The traveling salesperson problem (TSP) asks the following question: "Given a list of cities and the distances between each pair of cities, what is the shortest possible route that visits each city and returns to the origin city?" It is an NP-hard problem in combinatorial optimization, important in operations research and theoretical computer science. In this assignment you will implement hill climbing to solve TSP. We will consider only the Euclidean version of TSP, in which the cities all lie on a 2-dimensional plane. Each city will have (x,y) coordinates, and the euclidean distance between two cities will be the weight of the edge connecting them.

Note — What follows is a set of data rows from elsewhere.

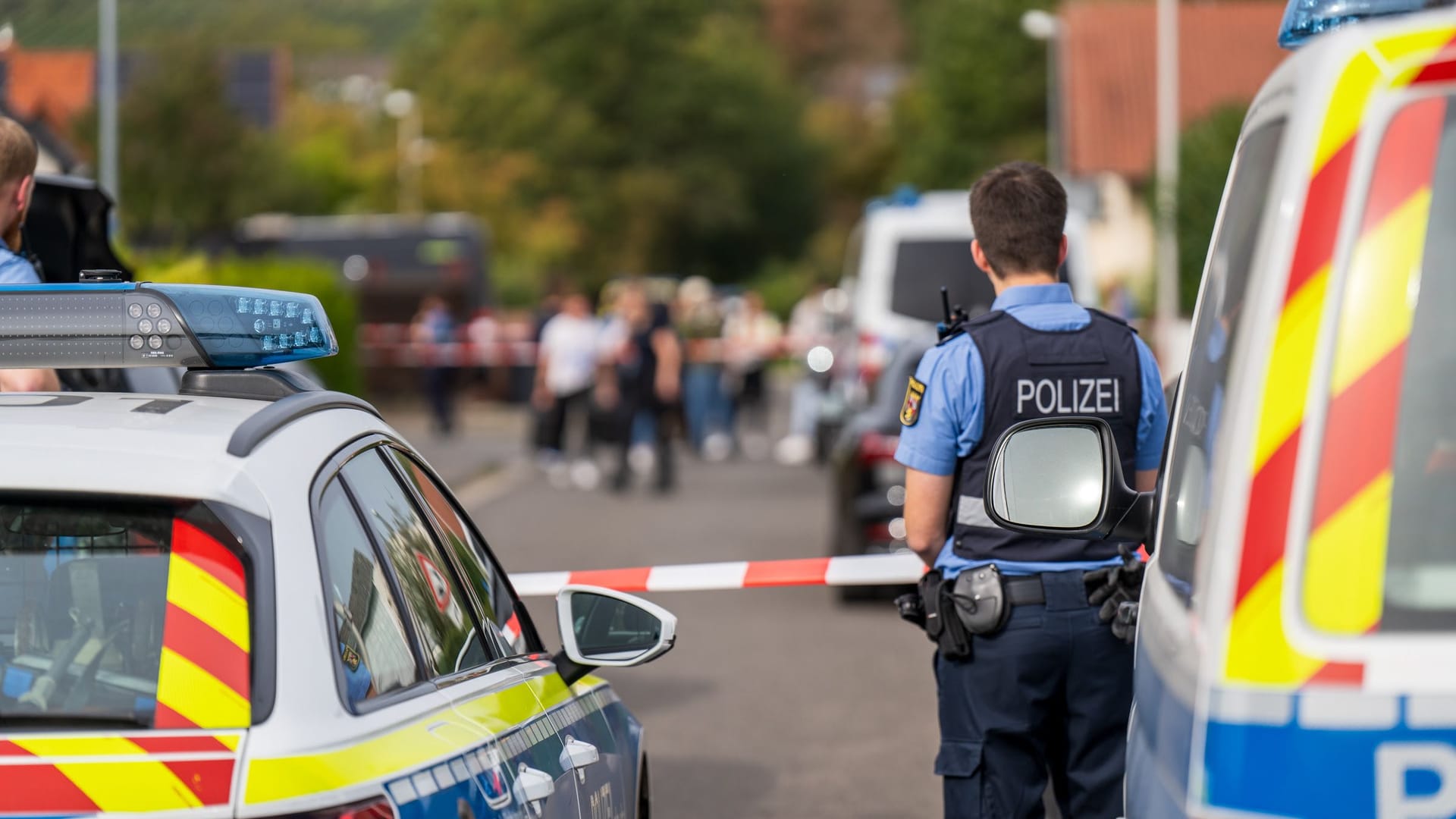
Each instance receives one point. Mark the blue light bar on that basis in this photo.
(1308, 18)
(158, 325)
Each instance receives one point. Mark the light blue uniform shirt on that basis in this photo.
(952, 411)
(17, 268)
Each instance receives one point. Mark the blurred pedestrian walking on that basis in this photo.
(648, 366)
(566, 363)
(752, 337)
(707, 407)
(431, 328)
(810, 327)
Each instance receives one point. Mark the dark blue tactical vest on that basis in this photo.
(1036, 373)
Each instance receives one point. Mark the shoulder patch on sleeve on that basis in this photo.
(910, 410)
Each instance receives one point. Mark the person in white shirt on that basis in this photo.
(18, 156)
(566, 363)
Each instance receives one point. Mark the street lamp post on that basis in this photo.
(403, 107)
(1166, 177)
(1047, 28)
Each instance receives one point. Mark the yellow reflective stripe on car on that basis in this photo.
(500, 711)
(206, 598)
(1379, 303)
(1283, 409)
(1350, 547)
(199, 695)
(389, 754)
(403, 749)
(130, 786)
(72, 746)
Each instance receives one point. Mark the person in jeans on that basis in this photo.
(566, 365)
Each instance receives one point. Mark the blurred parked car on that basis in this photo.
(868, 483)
(900, 256)
(69, 231)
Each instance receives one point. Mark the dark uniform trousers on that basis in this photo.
(1052, 691)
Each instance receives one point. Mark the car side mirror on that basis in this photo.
(601, 627)
(1063, 477)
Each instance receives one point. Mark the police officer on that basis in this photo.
(1050, 687)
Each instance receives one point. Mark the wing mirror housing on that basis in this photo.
(601, 627)
(1063, 477)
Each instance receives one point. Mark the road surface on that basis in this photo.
(775, 701)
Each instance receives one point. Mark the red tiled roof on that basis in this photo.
(55, 85)
(1109, 82)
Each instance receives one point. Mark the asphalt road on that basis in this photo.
(775, 701)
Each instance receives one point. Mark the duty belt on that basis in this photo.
(1028, 591)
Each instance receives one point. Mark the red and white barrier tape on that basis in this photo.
(384, 344)
(855, 570)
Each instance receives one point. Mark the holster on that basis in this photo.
(943, 623)
(981, 599)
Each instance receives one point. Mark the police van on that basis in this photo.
(254, 598)
(1296, 648)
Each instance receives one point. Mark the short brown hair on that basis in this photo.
(1018, 215)
(18, 152)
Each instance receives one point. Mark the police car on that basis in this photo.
(253, 598)
(1296, 651)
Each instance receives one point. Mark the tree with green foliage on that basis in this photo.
(188, 162)
(1204, 155)
(619, 137)
(977, 96)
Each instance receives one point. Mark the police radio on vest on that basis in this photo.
(1071, 397)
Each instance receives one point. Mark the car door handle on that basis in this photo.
(532, 784)
(577, 755)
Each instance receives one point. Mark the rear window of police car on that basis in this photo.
(121, 613)
(1381, 553)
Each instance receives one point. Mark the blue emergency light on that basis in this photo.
(1308, 18)
(159, 325)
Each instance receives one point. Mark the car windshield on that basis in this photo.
(925, 265)
(107, 610)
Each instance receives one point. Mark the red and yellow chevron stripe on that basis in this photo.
(202, 679)
(88, 774)
(1354, 480)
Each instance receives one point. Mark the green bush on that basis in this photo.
(277, 273)
(1204, 155)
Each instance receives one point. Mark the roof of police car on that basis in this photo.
(181, 426)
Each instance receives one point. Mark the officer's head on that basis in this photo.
(18, 156)
(1018, 215)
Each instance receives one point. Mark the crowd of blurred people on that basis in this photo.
(651, 363)
(619, 376)
(622, 375)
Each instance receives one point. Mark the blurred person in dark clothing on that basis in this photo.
(435, 325)
(648, 360)
(752, 337)
(705, 403)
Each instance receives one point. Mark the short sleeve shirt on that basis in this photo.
(17, 268)
(952, 413)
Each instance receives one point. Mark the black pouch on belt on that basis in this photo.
(981, 599)
(943, 626)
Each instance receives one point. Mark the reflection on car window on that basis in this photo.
(1388, 460)
(1215, 343)
(491, 591)
(431, 595)
(369, 632)
(88, 594)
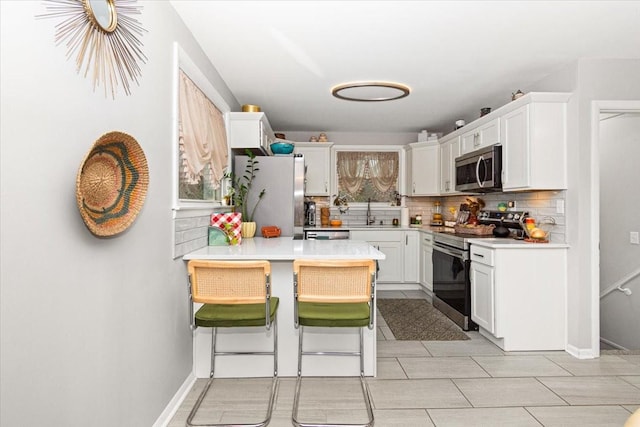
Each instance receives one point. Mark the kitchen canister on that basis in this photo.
(404, 216)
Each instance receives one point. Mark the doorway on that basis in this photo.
(617, 147)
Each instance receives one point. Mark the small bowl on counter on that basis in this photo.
(281, 147)
(539, 232)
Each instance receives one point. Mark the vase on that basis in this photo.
(248, 229)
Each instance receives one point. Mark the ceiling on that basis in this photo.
(456, 57)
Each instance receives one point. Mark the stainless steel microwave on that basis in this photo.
(480, 171)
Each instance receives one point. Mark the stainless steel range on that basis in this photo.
(451, 262)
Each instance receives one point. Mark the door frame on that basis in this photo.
(597, 108)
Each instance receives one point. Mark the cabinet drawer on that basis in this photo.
(427, 239)
(482, 255)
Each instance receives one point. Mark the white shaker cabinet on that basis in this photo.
(411, 255)
(317, 163)
(390, 243)
(449, 150)
(482, 280)
(483, 135)
(252, 131)
(426, 260)
(401, 248)
(424, 168)
(534, 147)
(518, 294)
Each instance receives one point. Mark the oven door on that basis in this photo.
(451, 285)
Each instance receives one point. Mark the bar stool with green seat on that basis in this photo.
(333, 293)
(235, 294)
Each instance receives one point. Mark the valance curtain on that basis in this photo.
(381, 168)
(351, 168)
(203, 140)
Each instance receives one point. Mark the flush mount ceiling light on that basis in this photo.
(370, 91)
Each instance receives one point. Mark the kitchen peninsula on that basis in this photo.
(281, 252)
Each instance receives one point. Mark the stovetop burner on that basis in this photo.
(513, 220)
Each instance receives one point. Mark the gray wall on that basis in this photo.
(619, 151)
(93, 331)
(589, 80)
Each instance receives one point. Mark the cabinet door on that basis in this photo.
(426, 262)
(482, 136)
(515, 150)
(449, 150)
(389, 242)
(390, 268)
(250, 130)
(425, 170)
(483, 296)
(411, 257)
(317, 166)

(image source: https://xkcd.com/399/.)
hill climb You have to make changes in |
|
An input instance of a TSP problem (for example, see berlin52.tsp in
the data
folder) has one line corresponding to each city. This line
specifies the index of the city, the x coordinate, and the y
coordinate. In hillClimb.py
, you will find the Node
data structure. A node contains the index of a city, along with its
x and y coordinates.
A tour is defined as a permutation of indices of nodes a1, a2, ..., an (where ai is the index of node provided in the input file). Suppose b1, b2, ..., bn is a tour: it means the salesperson starts the tour at b1, then goes to b2, and so on until finally returning to b1 from bn. So a tour is just a list of node indices.
For example, some tours in the instance shown below (left) are [1, 2, 3, 4, 5] (middle) and [2, 1, 3, 4, 5] (right). Any rotated version or mirror image of a tour is the same tour (e.g. 1,2,3,4,5 is the same as 2,3,4,5,1 which is the same as 3,4,5,1,2 and so on. Similarly 1,2,3,4,5 is same as 5,4,3,2,1).
In the code, the following variables, functions and data structures are implemented for your convenience.
As presented in class, you will consider the 2-neighbourhood of nodes to perform hill climbing. You will also implement two non-trivial initialisation routines, which should help hill climbing find better solutions.
Not that although we apply "hill climbing" in this assignment, we only maintain tour lengths, which we aim to minimise. It would be unnatural to consider the negative of tour lengths and find a maximum. So we'll stick with minimising tour lengths. Consequently, although we call our method hill climbing, we'll be performing valley-descending.
Two tours are called 2-neighbours if one can be obtained from the other by deleting two edges and adding two edges. For example, the two tours shown below are 2-neighbours of each other.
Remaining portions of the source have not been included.